The number one difference between Dream Drill General and the new Dream Drill X is the new RCH-Coating. It is not a public or commercially available coating. The RCH-Coating was created in-house. There are similar coatings on the market where a special post-coat treatment is applied to make those look pretty and shine like a rainbow. However, as this only adds costs and not performance, we stayed away from this.
Like RCH-Coating, all coatings aim to provide extended wear resistance. As machining comes along heat, the better a coating can deal with this, the better off it is. Considering that such a protective layer is just a few 1/1000’s of a millimeter thick, the effect it has on tool life is remarkable. As any coating is much harder than the substrate it is applied to, it has to be flexible at the same time to avoid cracks.
This sounds like a tongue twister but is probably the best way to describe the structure the RCH-Coating consists of. Mono-layered coatings are a relic of the past. They enabled us to start but were never predictable enough as their capability to be flexible was missing.
One of the next steps was Multi-Layer and Nano-Layer coatings. Those coatings became more complex in the number of elements and the process inside the coating furnace. But the main advantage of layers is that every transition from one layer to the next one stops cracks and makes the coating flexible. Try to tear apart a book. The more pages that book has, the more difficult it is.
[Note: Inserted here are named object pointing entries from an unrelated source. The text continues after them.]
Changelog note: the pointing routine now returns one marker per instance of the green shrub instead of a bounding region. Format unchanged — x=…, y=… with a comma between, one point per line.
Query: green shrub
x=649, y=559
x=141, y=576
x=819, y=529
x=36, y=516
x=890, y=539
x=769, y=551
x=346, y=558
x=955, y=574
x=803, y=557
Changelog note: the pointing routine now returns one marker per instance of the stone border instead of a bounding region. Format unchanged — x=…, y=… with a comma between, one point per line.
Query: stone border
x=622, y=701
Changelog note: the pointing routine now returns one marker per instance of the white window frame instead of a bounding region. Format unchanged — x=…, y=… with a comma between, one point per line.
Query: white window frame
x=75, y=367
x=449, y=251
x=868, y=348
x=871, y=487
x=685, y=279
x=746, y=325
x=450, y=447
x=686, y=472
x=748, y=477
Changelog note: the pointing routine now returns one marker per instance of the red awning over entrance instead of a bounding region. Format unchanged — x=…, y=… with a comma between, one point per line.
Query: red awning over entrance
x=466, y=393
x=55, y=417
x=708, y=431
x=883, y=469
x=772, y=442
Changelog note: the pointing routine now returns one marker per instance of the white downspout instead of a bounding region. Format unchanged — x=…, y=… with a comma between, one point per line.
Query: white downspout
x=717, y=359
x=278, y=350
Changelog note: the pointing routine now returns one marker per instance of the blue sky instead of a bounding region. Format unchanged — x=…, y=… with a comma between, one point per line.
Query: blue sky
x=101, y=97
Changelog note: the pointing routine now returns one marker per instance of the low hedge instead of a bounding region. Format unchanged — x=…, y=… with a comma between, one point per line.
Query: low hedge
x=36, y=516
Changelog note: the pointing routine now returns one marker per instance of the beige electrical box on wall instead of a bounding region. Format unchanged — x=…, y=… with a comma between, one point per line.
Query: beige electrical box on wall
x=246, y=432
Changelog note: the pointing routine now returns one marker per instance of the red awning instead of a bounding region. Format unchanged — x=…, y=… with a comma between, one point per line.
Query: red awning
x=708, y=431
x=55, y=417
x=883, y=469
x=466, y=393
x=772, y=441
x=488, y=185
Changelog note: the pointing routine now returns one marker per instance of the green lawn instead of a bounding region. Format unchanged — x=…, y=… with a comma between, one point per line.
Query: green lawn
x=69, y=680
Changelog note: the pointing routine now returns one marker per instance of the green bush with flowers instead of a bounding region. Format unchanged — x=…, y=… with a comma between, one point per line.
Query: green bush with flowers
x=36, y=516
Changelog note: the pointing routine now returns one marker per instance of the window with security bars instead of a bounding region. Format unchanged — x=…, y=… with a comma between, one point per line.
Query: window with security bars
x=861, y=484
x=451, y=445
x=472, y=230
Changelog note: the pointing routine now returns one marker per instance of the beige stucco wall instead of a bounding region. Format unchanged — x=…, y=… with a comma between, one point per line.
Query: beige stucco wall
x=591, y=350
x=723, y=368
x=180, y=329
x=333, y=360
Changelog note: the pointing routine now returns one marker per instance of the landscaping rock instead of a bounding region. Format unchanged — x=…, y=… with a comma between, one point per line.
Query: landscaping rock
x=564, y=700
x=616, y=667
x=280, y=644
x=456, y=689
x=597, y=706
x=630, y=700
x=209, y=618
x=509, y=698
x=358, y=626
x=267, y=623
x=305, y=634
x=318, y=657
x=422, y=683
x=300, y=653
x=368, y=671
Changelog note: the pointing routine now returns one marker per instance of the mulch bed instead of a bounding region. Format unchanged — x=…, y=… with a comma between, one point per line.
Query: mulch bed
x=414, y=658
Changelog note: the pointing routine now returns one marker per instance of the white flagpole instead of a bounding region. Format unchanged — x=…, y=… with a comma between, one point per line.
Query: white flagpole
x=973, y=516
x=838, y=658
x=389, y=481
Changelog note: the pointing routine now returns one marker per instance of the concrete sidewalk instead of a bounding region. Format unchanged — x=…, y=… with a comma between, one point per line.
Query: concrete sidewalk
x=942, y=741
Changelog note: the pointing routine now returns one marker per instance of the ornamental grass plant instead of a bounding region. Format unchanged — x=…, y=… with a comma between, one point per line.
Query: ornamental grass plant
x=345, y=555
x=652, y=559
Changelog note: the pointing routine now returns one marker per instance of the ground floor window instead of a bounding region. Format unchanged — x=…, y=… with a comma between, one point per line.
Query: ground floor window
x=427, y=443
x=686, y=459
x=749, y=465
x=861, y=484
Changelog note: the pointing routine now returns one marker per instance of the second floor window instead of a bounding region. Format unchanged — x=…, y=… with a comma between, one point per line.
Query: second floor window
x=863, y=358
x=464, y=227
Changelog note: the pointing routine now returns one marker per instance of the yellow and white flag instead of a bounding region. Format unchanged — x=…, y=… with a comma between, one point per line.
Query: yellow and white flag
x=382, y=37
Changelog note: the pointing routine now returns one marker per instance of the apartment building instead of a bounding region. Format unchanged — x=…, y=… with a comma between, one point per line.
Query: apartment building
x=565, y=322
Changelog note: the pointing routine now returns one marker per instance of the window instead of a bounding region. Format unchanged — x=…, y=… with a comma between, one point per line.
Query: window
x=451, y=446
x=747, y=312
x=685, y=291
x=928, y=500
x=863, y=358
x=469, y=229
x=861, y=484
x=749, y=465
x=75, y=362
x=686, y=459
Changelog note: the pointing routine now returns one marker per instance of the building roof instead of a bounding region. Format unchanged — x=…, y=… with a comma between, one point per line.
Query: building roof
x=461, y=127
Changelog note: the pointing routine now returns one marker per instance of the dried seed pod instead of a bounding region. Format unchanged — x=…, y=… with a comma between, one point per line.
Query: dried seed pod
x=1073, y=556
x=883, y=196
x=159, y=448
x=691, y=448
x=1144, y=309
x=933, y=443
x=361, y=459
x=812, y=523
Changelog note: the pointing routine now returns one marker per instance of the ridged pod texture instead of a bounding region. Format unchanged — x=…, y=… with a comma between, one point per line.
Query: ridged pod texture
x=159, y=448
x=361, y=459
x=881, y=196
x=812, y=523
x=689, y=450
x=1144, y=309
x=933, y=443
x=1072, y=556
There is a tendency that new coatings are harder than the ones they replace. RCH-coating is not following that trend completely. It is a bit harder than the TiAlN-coating of Dream Drill General but far from coatings like Z-Coating.
Similar to the H-coating, the RCH-coating allows for higher temperatures than TiAlN. That helps to deal with applications that are not running under ideal conditions like high pressure internal coolant.
The next metric to talk about is roughness. The RCH-coating has statistically slightly higher roughness, but it is so close to TiAlN that it really does not make any difference.
RCH-coating promises 20% to 50% longer tool life compared to Dream Drill General depending on the conditions and environment tested. Again, the more unfavorable the conditions, the more RCH-coating makes a difference.
But for new customers, a comparison to the competition might be of interest, as here we should not recommend the Dream Drill General but the Dream Drill X. The results, of course, vary a lot as the technology level of the competition varies but tool life gains of 40% or more were already documented in the laboratory as well as in the field.
Those who have already participated in our webinars or reviewed the new Dream Drill brochure will have recognized that the cutting data from the Dream Drill General to the Dream Drill X has not changed. That is by purpose, as the tool design and the new coating do not require different applications.
The initial portfolio is to cover the majority of the existing portfolio of Dream Drill General. Rome wasn’t built in a day, there will be expansions to come.
The article numbers (EDPs) are made in a way that existing customers will have no issue converting to the Dream Drill X as only ‘DTX’ instead of ‘DH’ needs to be applied. Using the same numerical series numbers already indicates the target – convert before competition does. Those customers we couldn’t reach with the Dream Drill General so far or those simply new to us should be introduced to the Dream Drill X for the highest satisfaction.